Human chorionic gonadotropin (hCG) hormone is secreted by the placenta after insemination. hCG can be defected in human urine (and also in blood or serum) at least 5-15 days after the pregnancy has started. The hCG level in the urine/serum after the first missed period is generally around 100mlU/ml and in the first three months the hCG levels rise and reach 100,000-200,000 mlU/ml.
Easy detection of hCG in urine and serum right after insemination and rapidly rising levels in the early stages of pregnancy make this hormone a reliable and good detection material for early diagnosis of pregnancy. The aim of this test is to detect early beta hCG development that is above 20mlU/ml.
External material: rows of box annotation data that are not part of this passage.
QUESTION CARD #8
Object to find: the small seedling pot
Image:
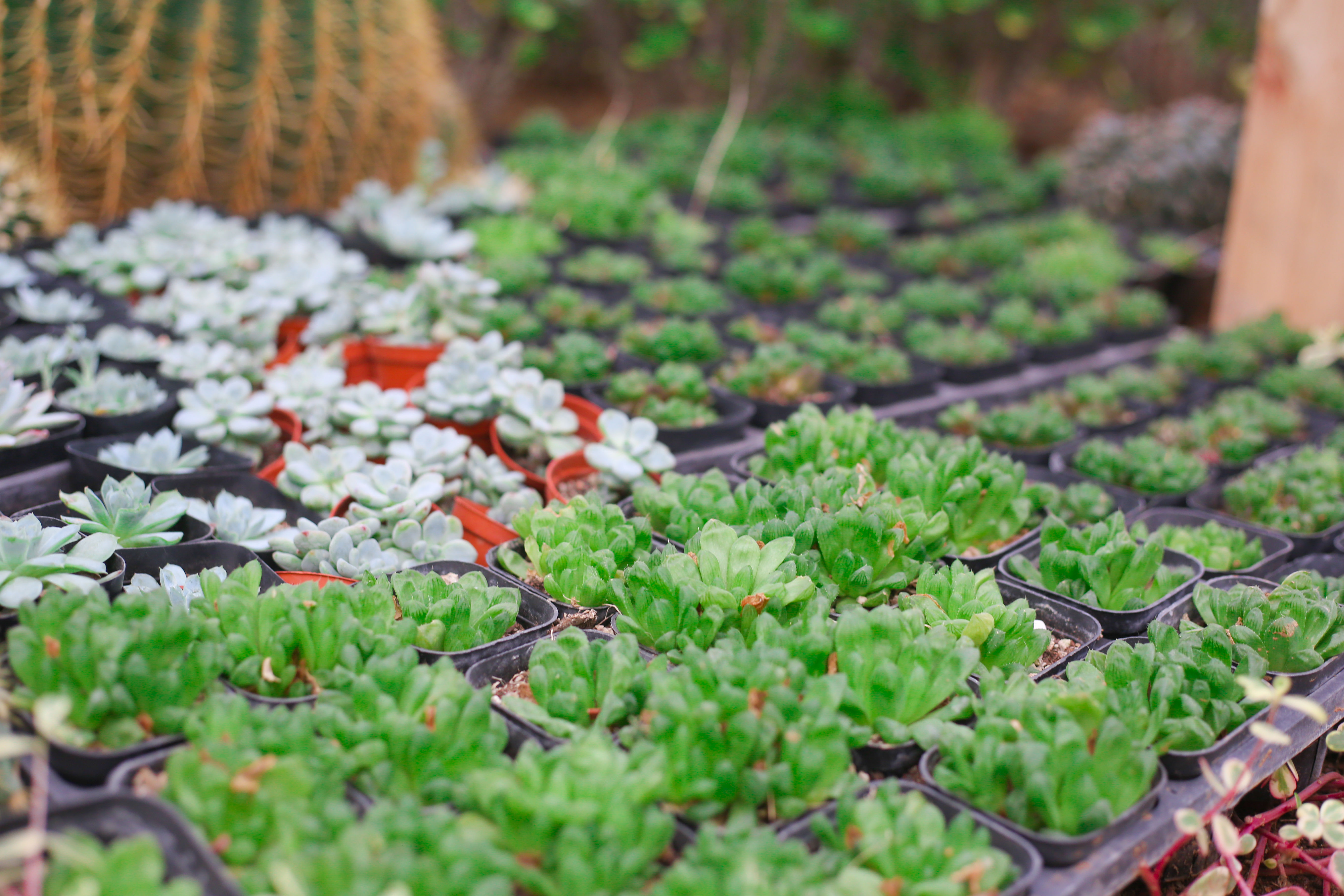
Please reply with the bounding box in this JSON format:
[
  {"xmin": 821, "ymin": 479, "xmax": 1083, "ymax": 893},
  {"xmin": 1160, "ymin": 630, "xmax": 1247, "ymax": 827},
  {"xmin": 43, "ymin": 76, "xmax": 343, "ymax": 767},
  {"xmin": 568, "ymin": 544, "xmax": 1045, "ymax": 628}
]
[
  {"xmin": 999, "ymin": 540, "xmax": 1204, "ymax": 638},
  {"xmin": 1129, "ymin": 508, "xmax": 1293, "ymax": 579},
  {"xmin": 780, "ymin": 781, "xmax": 1043, "ymax": 896},
  {"xmin": 751, "ymin": 374, "xmax": 855, "ymax": 430},
  {"xmin": 411, "ymin": 560, "xmax": 559, "ymax": 672},
  {"xmin": 919, "ymin": 748, "xmax": 1167, "ymax": 868},
  {"xmin": 1157, "ymin": 575, "xmax": 1344, "ymax": 696},
  {"xmin": 0, "ymin": 794, "xmax": 242, "ymax": 896},
  {"xmin": 66, "ymin": 433, "xmax": 251, "ymax": 489}
]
In normal pregnancy, hCG can be detected 7-10 days after conception. Usually, the test can be used as early as the first day of a missed period. If the menstrual cycle length is irregular, the test time can be based on the longest cycle length that occurred in the past few months. If a negative result is obtained and pregnancy is still suspected, the test can be repeated in 2-4 days. In normal pregnancies hCG will reach 20 iu/L in 4-5 days (visible as a weak positive). However the detection of hCG at this level does not necessarily indicate a viable pregnancy as implantations can spontaneously abort.
An ectopic pregnancy will show a much slower rise or even plateau with hCG values lower than for a comparable stage of normal pregnancy. A fall in concentration will suggest a failing pregnancy or miscarriage. The time post miscarriage before the levels become undetectable will depend on the peak level of hCG reached.
Raised levels of hCG are also present in other conditions e.g. hydatidiform moles/choriocarcinoma.